Unrecognized model in models. Should have a model_type key in its config.json
- config.json for the above 'Mistral7bv02_fp16_GGUF' clearly shows:
"model_type": "mistral",
-
Downloaded the most recent versions of the model files required above and always the same error.
-
Is there a file to edit so this error doesn't occur?
##################################
My second attempt to load a model met with more success and new problems.
- Modified '_LOCAL_DATAGEN_complete_factual.yaml' to LOAD "datagen-pretrain-v1-7b-mistralv0.2" .safetensors model
echo " models/datagen-pretrain-v1-7b-mistralv0.2 - Use custom model path"
- A number of provider and api lines need to be commented out in the .yaml but it's unclear which ones apart from the most obvious.
Simply add your deepinfra API key (or change the provider to be local/some other provider) and run the pipeline to make your very own dataset and training configs for creating a domain expert!
-
Is there an explanation in the repo on how to do this and make the .yaml run 100% on a local machine?
-
Replaced the remaining 2 models in the yaml with the same:
models/datagen-pretrain-v1-7b-mistralv0.2
- Gave it my best shot but run ended with a requirements TypeError that should be removed in a 100% local model version:
run_augmentoolkit.py", line 158, in run_pipeline_config
asyncio.run(function(**flattened_config))
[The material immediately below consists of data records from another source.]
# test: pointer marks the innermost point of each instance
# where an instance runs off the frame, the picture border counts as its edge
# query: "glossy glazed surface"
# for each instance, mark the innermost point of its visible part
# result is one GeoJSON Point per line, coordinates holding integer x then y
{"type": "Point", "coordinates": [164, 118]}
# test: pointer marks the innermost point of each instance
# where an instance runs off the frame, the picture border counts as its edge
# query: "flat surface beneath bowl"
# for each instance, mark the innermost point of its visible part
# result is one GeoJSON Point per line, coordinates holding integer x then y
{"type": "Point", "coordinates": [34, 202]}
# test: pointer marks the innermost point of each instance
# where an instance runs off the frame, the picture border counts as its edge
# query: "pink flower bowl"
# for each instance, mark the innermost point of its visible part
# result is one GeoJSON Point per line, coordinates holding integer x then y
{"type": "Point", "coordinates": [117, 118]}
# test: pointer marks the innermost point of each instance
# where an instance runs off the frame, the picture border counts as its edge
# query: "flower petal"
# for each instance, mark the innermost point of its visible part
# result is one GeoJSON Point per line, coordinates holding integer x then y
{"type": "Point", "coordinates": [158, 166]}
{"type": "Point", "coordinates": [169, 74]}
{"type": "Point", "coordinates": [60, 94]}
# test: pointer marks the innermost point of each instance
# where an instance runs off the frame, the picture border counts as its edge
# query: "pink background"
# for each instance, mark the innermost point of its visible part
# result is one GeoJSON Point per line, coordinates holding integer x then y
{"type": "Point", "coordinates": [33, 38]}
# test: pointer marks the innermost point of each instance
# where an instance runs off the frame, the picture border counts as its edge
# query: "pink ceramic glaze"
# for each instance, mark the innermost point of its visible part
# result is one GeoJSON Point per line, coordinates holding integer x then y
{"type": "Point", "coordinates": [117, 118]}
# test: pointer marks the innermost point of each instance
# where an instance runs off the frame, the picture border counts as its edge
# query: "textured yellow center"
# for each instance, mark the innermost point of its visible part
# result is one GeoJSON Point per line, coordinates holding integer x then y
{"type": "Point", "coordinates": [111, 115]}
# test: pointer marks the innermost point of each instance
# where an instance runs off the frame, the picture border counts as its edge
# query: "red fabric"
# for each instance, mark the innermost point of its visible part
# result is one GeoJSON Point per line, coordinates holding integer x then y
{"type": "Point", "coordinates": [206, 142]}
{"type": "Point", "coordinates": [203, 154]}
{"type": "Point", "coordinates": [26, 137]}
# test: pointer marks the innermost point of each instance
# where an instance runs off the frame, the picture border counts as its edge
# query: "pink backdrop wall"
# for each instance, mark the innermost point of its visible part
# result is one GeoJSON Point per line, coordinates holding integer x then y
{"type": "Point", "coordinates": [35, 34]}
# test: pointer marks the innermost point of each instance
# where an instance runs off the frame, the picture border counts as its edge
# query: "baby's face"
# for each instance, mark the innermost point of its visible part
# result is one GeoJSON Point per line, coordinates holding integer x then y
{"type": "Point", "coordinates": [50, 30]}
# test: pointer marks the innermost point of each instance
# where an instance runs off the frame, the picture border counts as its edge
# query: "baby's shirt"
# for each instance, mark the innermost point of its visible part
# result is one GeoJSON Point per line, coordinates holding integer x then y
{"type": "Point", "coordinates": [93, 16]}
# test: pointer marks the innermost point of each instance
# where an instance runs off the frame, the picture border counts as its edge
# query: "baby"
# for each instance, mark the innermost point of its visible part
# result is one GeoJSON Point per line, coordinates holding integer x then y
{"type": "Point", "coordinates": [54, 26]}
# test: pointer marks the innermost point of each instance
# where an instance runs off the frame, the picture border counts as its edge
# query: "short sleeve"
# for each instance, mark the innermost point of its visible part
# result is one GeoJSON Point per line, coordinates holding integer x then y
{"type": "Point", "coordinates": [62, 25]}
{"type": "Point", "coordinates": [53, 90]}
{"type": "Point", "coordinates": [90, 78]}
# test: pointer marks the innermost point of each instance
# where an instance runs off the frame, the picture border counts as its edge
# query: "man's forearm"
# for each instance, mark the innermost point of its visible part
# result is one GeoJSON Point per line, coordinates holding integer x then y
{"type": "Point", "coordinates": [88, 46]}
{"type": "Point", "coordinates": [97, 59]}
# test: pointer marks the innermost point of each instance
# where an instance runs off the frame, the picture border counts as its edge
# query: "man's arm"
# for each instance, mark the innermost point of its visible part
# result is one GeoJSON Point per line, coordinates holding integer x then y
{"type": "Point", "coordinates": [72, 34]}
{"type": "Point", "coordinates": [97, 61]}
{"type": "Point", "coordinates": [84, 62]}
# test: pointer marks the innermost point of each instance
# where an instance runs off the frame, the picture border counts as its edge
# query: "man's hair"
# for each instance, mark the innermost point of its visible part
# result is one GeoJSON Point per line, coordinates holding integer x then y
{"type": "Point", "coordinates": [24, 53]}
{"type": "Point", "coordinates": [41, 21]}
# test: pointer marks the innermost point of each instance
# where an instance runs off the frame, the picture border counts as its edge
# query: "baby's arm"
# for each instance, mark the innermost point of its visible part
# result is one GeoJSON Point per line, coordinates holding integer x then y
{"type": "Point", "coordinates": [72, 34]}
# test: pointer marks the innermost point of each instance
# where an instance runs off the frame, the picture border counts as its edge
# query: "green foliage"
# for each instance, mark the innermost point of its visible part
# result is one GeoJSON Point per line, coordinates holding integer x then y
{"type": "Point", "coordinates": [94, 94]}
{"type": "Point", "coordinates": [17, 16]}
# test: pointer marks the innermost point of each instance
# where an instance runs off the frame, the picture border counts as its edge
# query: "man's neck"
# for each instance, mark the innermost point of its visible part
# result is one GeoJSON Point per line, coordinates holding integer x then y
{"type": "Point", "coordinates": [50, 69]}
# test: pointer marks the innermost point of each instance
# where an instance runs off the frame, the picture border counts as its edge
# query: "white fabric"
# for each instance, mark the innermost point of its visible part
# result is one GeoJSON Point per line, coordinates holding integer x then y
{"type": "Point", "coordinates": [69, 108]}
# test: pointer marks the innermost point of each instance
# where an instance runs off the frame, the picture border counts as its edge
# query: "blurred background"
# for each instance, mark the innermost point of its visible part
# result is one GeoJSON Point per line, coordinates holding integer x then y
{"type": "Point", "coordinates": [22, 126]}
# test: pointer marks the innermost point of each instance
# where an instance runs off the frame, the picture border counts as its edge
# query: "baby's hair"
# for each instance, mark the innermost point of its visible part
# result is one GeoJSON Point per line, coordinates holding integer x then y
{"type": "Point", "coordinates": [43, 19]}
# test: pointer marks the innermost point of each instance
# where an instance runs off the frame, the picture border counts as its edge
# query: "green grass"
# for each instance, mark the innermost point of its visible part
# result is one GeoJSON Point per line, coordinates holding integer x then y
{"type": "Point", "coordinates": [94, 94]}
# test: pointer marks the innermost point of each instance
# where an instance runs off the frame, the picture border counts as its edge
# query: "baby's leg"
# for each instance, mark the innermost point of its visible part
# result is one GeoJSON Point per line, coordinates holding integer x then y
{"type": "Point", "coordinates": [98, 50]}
^^^^^^^^^^^^^^^^^^^^^^^^^^^^
TypeError: factual_datagen_full() missing 9 required positional arguments: 'pretrain_hub_model_id', 'pretrain_hub_strategy', 'finetune_hub_model_id', 'finetune_hub_strategy', 'wandb_project', 'runpod_api_key', 'huggingface_token', 'wandb_api_key', and 'pod_id'
- I would appreciate any help in revising these files so that they run as intended and 100% on a local machine.
Cheers,